Cuba has revealed that it plans to eliminate its dual currency system as it seeks to put in place a transparent and stable regulatory framework in order to attract foreign investment.
“Private and foreign companies can operate with their property rights secure,” stated Cuba’s Finance Minister Lina Pedraza Rodríguez at a meeting with global business leaders organized by the World Economic Forum.
The government is negotiating with its foreign creditors and moving to eliminate its dual currency system, Rodríguez added.
Cuban law now permits foreigners to fully own businesses and all of those businesses’ assets. Although the government has retained much say in the country’s economic affairs, investors are free to sell property and repatriate profits.
Deborah Rivas, the General Director of Cuba’s Foreign Investment Bureau, told the business leaders at the forum that the government is doing everything it can to give “legal certainty to foreign investors.”

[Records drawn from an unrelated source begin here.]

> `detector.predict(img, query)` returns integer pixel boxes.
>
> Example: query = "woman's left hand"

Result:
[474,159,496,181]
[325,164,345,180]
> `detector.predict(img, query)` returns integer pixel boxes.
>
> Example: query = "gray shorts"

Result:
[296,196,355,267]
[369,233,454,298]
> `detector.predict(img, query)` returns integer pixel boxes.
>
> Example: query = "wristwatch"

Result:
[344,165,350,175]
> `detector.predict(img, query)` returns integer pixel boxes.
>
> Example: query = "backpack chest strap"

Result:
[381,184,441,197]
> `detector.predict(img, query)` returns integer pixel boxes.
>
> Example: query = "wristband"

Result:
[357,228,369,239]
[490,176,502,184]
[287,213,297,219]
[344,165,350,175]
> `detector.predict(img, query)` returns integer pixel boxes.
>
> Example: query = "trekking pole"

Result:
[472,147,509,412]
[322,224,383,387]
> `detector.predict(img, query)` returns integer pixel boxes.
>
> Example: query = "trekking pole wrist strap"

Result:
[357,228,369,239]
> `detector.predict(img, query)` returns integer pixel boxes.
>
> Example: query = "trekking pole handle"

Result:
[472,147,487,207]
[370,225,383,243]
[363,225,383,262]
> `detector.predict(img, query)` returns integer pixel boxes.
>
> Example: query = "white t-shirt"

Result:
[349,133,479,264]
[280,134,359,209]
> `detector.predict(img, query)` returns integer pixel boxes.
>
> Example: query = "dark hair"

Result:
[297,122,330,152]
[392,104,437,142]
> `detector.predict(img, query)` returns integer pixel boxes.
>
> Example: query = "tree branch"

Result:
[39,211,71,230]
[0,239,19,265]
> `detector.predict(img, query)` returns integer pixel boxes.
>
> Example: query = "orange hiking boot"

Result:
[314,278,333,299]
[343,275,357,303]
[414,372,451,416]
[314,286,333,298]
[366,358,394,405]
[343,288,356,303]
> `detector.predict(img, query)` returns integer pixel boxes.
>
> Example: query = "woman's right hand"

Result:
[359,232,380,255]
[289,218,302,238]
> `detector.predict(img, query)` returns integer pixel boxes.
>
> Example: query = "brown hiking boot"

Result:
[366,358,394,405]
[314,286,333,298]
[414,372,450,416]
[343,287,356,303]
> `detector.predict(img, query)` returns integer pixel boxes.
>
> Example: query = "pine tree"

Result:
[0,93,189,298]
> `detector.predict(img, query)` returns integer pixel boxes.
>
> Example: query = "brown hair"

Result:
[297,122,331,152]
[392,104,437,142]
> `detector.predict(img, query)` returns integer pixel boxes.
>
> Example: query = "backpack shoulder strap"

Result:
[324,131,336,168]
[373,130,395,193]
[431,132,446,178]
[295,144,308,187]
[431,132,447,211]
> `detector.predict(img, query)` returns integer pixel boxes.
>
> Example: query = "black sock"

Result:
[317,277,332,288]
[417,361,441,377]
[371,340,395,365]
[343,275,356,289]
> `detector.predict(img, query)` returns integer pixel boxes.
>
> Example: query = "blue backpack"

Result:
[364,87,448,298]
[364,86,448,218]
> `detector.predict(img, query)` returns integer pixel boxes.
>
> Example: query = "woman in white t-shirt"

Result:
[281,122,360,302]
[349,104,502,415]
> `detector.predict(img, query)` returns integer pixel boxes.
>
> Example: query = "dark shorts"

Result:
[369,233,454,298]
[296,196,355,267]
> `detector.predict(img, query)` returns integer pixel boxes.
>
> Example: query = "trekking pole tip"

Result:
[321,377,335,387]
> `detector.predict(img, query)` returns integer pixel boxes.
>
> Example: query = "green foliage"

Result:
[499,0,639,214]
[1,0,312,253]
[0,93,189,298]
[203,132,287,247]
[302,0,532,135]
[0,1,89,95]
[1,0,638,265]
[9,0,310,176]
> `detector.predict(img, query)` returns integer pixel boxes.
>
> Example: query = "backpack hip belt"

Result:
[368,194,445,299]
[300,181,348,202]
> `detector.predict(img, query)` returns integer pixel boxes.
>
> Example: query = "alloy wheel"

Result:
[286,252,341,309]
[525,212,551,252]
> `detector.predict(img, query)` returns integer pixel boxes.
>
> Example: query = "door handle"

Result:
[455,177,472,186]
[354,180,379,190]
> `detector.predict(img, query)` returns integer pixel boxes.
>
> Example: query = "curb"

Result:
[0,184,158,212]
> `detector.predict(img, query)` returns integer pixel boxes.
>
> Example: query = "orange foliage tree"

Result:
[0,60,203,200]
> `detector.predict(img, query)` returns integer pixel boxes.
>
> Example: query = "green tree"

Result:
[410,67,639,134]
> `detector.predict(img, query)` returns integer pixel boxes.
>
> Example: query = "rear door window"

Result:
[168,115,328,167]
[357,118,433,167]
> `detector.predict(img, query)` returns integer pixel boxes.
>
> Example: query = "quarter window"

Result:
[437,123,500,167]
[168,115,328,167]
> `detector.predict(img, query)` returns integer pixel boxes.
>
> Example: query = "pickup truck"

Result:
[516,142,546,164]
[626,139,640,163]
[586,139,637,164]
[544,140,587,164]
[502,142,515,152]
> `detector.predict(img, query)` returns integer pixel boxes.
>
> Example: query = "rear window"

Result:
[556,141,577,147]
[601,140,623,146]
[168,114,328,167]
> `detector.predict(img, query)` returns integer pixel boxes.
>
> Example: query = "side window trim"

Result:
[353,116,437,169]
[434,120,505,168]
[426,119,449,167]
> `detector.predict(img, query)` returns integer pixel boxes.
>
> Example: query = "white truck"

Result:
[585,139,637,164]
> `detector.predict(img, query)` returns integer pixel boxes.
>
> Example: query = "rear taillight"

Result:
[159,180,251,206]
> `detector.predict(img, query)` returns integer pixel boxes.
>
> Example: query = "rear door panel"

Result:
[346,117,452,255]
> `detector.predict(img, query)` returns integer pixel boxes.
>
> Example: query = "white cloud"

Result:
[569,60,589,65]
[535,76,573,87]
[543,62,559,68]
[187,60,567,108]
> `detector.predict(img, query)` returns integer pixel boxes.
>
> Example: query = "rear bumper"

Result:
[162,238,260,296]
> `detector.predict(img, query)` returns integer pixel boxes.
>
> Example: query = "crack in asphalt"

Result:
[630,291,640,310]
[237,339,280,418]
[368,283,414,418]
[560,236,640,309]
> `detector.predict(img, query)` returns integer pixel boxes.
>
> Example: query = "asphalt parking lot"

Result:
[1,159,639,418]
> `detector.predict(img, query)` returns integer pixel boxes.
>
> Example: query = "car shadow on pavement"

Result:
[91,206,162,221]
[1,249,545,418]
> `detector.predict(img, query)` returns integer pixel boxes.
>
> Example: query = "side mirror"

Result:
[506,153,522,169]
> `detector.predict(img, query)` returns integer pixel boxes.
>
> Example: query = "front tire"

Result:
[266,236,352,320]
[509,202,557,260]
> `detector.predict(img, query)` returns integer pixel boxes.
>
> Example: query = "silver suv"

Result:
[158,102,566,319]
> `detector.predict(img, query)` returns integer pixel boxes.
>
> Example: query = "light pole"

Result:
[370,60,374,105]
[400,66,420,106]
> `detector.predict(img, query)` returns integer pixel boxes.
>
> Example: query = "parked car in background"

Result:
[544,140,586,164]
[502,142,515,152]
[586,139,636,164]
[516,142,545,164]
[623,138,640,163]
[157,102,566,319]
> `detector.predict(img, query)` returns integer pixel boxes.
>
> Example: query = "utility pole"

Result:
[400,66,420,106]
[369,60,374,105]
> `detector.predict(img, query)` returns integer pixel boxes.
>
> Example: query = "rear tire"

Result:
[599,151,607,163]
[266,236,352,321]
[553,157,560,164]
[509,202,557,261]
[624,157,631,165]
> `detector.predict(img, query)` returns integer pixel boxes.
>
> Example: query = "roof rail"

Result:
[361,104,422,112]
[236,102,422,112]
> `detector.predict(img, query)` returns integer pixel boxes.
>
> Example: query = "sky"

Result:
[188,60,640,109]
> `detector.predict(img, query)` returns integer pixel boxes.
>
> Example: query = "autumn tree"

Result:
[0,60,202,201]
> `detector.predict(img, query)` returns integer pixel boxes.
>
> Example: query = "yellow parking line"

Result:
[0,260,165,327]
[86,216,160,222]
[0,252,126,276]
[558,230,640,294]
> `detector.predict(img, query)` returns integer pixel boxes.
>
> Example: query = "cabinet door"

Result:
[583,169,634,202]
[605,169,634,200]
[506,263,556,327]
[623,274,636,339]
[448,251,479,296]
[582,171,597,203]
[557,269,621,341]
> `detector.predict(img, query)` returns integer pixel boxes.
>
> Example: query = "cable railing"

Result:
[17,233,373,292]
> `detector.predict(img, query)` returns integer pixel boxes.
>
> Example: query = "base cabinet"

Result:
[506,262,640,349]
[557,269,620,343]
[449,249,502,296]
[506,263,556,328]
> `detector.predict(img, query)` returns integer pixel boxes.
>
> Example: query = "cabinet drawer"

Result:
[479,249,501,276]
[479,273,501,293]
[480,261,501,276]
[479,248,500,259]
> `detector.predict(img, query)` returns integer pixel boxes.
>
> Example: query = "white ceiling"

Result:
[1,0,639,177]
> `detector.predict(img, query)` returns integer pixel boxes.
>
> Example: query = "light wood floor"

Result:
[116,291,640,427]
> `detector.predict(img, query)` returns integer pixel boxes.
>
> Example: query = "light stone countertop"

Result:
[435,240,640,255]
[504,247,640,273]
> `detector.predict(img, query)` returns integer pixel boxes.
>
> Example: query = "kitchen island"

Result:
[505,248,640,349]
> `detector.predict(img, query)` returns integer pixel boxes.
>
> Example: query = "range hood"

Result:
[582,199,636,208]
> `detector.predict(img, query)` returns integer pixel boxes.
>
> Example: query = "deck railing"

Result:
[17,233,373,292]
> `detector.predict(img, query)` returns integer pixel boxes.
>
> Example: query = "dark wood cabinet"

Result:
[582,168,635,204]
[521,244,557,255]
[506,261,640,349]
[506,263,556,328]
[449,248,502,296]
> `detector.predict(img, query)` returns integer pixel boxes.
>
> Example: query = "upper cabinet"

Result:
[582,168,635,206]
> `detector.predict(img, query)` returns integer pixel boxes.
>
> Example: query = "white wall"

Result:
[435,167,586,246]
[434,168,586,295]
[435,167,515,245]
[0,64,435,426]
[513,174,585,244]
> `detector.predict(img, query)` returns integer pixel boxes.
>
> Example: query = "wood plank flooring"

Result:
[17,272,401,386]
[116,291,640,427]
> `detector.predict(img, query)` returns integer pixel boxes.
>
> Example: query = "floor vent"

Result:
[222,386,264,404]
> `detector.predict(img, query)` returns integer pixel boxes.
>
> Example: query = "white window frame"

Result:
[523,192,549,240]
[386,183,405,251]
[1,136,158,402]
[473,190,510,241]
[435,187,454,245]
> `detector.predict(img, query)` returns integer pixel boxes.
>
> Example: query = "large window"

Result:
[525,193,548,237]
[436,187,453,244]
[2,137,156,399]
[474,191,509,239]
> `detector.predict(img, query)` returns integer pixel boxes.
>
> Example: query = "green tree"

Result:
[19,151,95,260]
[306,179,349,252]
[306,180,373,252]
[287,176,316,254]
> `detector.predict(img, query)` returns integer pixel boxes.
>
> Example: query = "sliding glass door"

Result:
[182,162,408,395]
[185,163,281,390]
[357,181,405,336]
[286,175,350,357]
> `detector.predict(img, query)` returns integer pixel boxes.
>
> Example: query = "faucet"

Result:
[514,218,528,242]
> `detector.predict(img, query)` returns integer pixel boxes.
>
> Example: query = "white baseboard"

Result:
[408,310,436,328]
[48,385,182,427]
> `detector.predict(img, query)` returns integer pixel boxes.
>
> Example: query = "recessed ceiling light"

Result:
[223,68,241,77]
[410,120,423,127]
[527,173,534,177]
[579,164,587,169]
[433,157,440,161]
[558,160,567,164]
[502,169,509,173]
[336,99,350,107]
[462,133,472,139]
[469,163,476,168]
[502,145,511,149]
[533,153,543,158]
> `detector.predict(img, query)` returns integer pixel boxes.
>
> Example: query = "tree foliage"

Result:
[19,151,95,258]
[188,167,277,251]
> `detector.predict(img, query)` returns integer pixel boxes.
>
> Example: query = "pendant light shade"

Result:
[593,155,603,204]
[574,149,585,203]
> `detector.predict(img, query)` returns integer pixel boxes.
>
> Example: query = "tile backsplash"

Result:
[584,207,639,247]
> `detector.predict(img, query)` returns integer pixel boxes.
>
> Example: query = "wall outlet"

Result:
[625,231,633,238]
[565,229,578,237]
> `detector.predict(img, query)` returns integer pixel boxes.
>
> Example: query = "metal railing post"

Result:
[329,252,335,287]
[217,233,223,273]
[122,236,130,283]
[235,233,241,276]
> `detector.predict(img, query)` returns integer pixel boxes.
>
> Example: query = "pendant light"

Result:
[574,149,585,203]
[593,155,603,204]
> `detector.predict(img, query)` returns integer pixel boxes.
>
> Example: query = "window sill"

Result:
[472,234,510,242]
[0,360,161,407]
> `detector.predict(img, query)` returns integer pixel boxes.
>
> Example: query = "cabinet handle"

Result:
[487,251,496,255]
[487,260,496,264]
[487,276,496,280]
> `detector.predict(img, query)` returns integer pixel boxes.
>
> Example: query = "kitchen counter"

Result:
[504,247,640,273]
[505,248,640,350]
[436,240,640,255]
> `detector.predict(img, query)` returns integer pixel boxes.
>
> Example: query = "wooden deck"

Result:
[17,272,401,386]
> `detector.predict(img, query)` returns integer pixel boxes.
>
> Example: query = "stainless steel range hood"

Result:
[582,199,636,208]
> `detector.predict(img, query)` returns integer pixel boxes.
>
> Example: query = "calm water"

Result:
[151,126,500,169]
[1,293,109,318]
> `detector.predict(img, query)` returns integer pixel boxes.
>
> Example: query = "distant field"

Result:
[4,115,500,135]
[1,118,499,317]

U.S. technology firms are waiting in the wings to invest in Cuba, but the communist country appears keen on drawing investment in agriculture, because the country currently spends heavily on food imports.
Even though all land belongs to the state, private investors can acquire 99-year leases and own everything built on and produced by the land.
So far Mexico has been the biggest investor in Cuba, having invested in about 50 projects on the island.
According to the Peterson Institute for International Economics, U.S. exports to Cuba are only worth a few million dollars per year, with imports at practically zero.
“The stock of direct investment from all foreign countries in Cuba might reach US$17 billion compared to $1 billion today,” stated the Institute in a recent note published on its site.